Dark rumors about a creature capable of existing in the dead waters of The Great Salt Lake have been circulating since the late 1800s. Wild tales of a creature with a horse head and a crocodile body have been whispered about among local families for years. Even full-sized whales were supposedly relocated to the salty shores! Ocean fish and lobsters have been introduced in the past as well. They died, quickly overtaken by the 27% salt content that the lake contains.
It is popularly thought among researchers that no creature other than brine shrimp could stand the salt concentration. Science had once again been proven wrong! Weekly World News has the exclusive with a local man that has undeniable proof and pictures to prove the existence of a formerly undiscovered species.
“Long days of dealing with the whims of a mentally deficient Vice President of a medium sized company turns a gentleman to the comforts of the bottle.” Kent Neigh explains with reverence. “I come out here often to gather my thoughts and reflect on a busy week.”
THE LUCKY DAY
Last month, on just such an occasion, Mr. Neigh experienced something that many residents have only heard legends about.
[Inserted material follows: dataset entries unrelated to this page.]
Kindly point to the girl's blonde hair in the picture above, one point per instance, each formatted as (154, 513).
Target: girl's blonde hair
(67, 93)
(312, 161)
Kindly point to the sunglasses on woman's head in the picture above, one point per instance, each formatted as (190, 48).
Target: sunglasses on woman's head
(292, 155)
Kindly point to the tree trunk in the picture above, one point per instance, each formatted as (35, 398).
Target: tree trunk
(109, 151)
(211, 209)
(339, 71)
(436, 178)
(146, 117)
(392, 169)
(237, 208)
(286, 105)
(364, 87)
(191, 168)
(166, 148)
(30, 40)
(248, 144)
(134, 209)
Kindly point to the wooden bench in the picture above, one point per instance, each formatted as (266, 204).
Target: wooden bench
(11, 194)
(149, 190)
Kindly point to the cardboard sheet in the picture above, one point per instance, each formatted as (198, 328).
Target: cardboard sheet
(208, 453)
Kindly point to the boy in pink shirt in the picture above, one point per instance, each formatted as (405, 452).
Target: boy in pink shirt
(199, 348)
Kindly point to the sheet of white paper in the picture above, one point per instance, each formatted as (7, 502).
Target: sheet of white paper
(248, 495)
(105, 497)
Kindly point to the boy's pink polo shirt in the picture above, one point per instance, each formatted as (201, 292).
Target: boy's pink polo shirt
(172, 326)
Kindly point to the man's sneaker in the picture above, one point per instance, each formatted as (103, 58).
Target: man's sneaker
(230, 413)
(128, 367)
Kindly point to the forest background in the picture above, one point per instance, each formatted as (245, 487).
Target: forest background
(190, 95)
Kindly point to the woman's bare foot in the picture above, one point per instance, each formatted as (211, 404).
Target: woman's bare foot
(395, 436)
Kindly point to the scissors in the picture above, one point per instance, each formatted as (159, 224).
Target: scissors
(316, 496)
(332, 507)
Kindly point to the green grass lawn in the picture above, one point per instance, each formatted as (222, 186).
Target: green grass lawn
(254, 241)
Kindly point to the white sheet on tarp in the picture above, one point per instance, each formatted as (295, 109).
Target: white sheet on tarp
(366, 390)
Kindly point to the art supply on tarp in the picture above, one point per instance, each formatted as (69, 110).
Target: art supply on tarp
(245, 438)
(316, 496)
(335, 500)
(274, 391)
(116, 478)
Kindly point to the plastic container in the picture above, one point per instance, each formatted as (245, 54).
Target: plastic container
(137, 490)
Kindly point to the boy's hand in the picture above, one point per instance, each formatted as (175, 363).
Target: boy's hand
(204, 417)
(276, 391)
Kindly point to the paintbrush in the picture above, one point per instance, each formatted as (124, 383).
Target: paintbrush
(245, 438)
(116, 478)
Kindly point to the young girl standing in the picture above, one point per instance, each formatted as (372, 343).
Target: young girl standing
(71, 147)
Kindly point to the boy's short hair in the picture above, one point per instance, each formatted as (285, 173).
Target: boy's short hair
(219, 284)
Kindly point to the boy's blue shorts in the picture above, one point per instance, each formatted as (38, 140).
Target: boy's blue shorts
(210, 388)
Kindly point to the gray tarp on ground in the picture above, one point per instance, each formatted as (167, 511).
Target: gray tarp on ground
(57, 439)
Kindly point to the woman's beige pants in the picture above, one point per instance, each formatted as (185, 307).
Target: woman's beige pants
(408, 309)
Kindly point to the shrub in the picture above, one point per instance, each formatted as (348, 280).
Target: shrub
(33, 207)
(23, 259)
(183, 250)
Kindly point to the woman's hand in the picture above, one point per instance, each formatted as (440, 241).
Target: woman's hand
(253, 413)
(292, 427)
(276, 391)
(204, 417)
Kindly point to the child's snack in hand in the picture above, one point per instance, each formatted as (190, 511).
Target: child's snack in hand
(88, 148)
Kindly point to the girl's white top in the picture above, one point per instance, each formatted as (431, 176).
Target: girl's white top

“I spotted some movement in the water about 100 yards away or more. Thought it was a soon to be dead seagull floundering in the salt water. Twere’nt. This thing had a wake behind it! I misjudged the distance. It was over 300 yards away, and huge! I grabbed my phone and fumbled for the camera app. I opened Words with Friends by accident. Saw it was my turn, spelled “hot-diggity” quickly, then opened the gall’derned camera. Was able to get a few candid pictures of the creature before he went under the water and disappeared.”
Neigh has been out at the lake every weekend since the encounter, hoping for another glimpse of the majestic creature. In doing so, he has interacted with a small, proud community of lake watchers doing the very same.
“It was the stories I heard of the creature rescuing people from burning cars here along I-80 that captivated me.” Oscar LeMonde goes on to say, “It’s an altruistic being. You don’t always get that in a lake monster. Makes this one unique. Much classier than all of those other cryptids combined! It reflects the community values we have here.”
FINALLY A CLOSE-UP PHOTO OF THE BEAST!
Mr. LeMonde had in his possession a much clearer photo that was of high quality than the photos in Mr. Neighs collection. Weekly World News took this high-quality photo to our lab for further processing. Below is a blown-up version of the astounding results.
Weekly World News presented this amazing photo to Neigh and LeMonde.
“Would you look at that!” Whistled Neigh, “It’s exactly as I remember. Look at that leathery skin!”
“The majesty of this creature is spilling over in this photograph. Many times more charismatic when you catch a glimpse in person.” LeMonde continues, “It is the most beautiful thing I have every seen. Excuse me, I need a moment…”
The Great Salt Lake Monster has yet to be given a proper scientific designation, but the locals affectionately refer to him as Norman. This may not be entirely accurate as the sex of the creature has yet to be determined, nor is it known whether the creature identifies as male, female, or something entirely different all together.
Weekly World News will be following developments as they arise.